Indeed, for all the attention to the Olympics, 2008 also marks the 30th anniversary of China’s initial embrace of the market reforms that have powered the country’s rapid economic rise. As the population becomes more urban and wealthy, the leadership will probably have to contend with rising expectations and demands for better services. Liberals in China have hoped this anniversary would inspire new reforms, especially to a political system still marred by corruption and a lack of transparency.
But critics say that the Olympics have underscored the deep resistance within the Communist Party to becoming more tolerant of dissent. The party had faced a procession of crises during the prelude to the Olympics: the violent Tibetan protests that began in March, the protests during the international Olympic torch relay, and the devastating May earthquake in Sichuan Province.

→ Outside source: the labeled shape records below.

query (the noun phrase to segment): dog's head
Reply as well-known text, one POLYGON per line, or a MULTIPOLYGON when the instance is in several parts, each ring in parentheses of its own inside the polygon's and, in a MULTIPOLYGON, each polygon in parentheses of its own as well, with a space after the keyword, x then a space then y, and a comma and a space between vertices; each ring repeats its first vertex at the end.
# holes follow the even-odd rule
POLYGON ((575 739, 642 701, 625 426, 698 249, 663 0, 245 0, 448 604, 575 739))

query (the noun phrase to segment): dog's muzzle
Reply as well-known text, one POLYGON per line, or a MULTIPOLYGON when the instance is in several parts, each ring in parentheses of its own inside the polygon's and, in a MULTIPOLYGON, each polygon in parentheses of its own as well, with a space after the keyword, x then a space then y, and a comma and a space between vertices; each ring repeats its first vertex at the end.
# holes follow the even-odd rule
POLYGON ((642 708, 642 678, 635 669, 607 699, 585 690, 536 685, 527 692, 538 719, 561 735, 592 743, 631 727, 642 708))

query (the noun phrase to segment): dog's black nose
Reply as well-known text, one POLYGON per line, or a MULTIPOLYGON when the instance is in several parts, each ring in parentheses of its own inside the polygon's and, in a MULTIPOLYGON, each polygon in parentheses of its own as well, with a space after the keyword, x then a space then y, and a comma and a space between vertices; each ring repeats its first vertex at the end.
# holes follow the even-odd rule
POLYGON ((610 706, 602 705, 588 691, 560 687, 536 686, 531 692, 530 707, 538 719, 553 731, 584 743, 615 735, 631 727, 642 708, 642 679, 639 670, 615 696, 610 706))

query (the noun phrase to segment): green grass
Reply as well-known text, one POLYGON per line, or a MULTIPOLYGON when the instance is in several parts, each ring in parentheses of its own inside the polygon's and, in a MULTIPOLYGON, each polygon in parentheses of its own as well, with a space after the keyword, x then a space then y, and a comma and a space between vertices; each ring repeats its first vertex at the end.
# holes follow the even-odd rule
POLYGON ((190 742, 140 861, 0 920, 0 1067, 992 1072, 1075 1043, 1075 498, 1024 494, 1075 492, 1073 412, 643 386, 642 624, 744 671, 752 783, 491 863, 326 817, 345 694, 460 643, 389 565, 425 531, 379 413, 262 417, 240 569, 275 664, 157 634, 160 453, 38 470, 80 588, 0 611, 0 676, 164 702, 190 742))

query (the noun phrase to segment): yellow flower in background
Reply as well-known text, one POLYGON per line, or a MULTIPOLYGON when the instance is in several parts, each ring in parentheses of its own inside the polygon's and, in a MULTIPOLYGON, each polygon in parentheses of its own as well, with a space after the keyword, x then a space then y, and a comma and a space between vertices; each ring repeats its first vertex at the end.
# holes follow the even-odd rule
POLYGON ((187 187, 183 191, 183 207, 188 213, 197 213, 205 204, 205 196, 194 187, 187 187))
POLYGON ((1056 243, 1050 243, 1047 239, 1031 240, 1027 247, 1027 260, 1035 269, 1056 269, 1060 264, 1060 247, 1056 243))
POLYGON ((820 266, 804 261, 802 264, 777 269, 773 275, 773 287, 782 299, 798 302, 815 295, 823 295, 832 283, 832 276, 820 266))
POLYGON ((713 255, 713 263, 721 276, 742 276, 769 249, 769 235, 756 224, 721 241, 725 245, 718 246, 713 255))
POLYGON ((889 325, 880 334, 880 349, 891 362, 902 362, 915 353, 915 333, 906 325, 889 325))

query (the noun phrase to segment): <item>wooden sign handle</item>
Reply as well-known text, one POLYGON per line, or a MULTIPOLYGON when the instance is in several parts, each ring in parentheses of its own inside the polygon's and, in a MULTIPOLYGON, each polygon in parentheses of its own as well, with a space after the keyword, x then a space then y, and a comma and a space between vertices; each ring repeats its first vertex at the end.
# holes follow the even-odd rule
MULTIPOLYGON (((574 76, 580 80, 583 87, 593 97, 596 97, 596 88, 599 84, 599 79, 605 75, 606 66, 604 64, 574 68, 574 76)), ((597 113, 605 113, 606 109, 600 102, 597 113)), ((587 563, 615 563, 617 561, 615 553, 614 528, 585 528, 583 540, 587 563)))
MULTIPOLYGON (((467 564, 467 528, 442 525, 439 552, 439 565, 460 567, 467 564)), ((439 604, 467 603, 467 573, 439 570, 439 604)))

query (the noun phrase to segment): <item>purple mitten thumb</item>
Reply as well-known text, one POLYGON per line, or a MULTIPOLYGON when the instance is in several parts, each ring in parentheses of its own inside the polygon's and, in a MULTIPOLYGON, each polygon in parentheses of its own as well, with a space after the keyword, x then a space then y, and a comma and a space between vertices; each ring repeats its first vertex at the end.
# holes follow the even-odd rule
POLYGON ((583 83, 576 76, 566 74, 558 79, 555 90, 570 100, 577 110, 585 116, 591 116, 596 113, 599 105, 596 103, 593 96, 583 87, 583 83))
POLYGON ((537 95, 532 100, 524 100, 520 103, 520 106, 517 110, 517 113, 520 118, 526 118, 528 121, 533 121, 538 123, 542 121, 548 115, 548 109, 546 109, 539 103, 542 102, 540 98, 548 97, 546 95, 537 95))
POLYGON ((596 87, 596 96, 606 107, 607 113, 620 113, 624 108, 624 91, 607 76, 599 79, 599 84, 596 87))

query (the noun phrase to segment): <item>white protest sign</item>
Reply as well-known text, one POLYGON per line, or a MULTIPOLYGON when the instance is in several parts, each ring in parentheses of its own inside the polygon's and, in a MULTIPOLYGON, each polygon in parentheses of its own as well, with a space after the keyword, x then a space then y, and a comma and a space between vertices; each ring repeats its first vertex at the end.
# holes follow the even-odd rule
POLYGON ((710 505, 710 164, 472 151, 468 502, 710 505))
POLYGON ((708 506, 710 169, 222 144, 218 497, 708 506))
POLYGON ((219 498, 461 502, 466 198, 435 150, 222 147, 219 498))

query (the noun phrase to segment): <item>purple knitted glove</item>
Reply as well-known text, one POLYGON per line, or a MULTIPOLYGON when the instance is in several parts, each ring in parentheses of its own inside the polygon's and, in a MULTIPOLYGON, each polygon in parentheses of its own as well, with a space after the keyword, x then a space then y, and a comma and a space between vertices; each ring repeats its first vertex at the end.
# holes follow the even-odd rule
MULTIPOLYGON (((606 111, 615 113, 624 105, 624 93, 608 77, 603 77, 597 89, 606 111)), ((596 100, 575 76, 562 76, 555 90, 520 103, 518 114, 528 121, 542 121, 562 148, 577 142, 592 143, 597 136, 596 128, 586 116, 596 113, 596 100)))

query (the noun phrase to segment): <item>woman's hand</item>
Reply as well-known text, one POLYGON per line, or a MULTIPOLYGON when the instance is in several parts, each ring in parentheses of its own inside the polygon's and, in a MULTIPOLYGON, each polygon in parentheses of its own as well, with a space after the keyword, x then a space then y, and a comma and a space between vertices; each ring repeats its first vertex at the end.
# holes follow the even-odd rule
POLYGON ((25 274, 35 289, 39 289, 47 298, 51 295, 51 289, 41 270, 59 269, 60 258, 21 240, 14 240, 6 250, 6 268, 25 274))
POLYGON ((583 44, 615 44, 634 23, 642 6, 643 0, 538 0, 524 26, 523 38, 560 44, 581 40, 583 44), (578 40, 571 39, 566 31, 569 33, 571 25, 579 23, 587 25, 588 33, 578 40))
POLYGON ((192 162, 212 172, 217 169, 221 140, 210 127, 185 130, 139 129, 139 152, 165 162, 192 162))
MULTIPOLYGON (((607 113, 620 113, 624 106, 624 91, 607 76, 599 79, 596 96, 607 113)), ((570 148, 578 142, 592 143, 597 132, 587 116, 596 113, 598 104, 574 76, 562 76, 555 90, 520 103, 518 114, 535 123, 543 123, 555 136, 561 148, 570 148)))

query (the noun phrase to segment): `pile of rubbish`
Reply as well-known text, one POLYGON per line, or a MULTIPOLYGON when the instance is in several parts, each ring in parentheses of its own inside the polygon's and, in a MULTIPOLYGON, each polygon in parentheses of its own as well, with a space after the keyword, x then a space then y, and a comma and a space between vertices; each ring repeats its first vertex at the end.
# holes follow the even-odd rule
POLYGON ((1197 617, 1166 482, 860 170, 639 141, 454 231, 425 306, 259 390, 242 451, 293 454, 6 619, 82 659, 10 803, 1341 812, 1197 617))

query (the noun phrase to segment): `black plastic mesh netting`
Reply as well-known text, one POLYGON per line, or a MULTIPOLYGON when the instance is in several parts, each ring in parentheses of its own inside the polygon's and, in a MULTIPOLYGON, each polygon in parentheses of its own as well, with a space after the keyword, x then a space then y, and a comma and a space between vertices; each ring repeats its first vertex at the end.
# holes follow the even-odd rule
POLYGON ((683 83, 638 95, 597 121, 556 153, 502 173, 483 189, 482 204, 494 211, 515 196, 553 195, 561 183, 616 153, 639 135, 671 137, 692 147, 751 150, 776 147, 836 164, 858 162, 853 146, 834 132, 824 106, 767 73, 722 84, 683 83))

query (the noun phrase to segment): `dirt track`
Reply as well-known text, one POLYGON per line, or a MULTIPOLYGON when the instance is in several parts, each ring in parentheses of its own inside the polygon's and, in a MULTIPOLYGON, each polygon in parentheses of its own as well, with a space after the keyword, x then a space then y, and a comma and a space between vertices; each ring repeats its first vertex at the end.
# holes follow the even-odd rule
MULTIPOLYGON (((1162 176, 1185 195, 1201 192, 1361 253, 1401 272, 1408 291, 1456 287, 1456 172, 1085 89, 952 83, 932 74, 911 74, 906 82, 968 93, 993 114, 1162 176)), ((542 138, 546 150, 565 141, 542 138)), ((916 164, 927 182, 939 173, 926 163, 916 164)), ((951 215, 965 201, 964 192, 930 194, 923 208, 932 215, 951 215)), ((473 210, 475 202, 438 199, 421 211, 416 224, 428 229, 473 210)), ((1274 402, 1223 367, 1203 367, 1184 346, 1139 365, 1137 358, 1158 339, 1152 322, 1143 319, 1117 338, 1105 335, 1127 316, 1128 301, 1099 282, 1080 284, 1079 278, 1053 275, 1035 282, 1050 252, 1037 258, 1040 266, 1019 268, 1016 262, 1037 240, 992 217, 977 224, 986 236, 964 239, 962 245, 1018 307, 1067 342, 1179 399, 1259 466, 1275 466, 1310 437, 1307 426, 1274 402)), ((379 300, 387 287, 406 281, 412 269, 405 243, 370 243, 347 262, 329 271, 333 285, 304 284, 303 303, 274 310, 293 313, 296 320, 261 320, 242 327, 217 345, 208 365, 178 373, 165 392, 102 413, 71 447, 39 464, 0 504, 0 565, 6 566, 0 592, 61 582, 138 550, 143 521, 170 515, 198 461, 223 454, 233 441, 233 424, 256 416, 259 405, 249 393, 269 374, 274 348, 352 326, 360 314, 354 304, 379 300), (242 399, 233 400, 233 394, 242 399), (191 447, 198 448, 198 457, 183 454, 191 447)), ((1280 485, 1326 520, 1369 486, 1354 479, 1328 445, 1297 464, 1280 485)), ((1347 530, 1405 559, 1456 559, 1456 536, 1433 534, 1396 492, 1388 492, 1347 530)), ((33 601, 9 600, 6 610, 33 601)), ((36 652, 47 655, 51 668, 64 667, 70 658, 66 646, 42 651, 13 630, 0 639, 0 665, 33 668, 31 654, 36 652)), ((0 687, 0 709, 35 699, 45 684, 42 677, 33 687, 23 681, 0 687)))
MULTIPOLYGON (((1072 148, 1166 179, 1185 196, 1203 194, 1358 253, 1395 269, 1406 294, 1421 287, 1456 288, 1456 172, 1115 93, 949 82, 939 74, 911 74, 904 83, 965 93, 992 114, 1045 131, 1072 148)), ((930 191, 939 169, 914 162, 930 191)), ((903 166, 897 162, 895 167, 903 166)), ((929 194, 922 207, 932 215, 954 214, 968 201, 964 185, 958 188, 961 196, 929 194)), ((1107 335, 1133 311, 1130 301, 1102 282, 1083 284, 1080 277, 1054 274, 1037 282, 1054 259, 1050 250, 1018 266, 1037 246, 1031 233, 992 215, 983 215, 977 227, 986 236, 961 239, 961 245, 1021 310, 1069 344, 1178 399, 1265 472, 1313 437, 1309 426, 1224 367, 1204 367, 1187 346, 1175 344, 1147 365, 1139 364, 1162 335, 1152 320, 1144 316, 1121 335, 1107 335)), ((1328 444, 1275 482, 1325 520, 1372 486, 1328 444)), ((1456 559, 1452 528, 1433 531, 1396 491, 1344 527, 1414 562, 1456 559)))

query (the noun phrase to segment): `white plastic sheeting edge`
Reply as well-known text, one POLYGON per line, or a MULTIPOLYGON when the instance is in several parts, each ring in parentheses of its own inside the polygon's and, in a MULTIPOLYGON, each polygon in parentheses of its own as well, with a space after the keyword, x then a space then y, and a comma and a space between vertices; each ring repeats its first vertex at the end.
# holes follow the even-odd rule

Protests seemed inevitable during the Games, and the authorities initially seemed to signal more openness toward legal dissent when they announced three designated protest zones in city parks.
But those zones remained empty. Chinese citizens made formal applications to protest, but none were approved during the Games. Two elderly women who applied to protest about a land dispute were sentenced to a labor and re-education prison camp. Meanwhile, eight Americans were among a group of foreigners jailed after they tried to demonstrate about China’s Tibet policies. The authorities released the Americans on Sunday and placed them on a flight to Los Angeles as the closing ceremony began.
“For the Chinese authorities to sentence them at all shows the government’s insecurity and intolerance of even the most peaceful challenges to its authoritarian control,” Students for a Free Tibet, a New York-based advocacy group, said in a statement.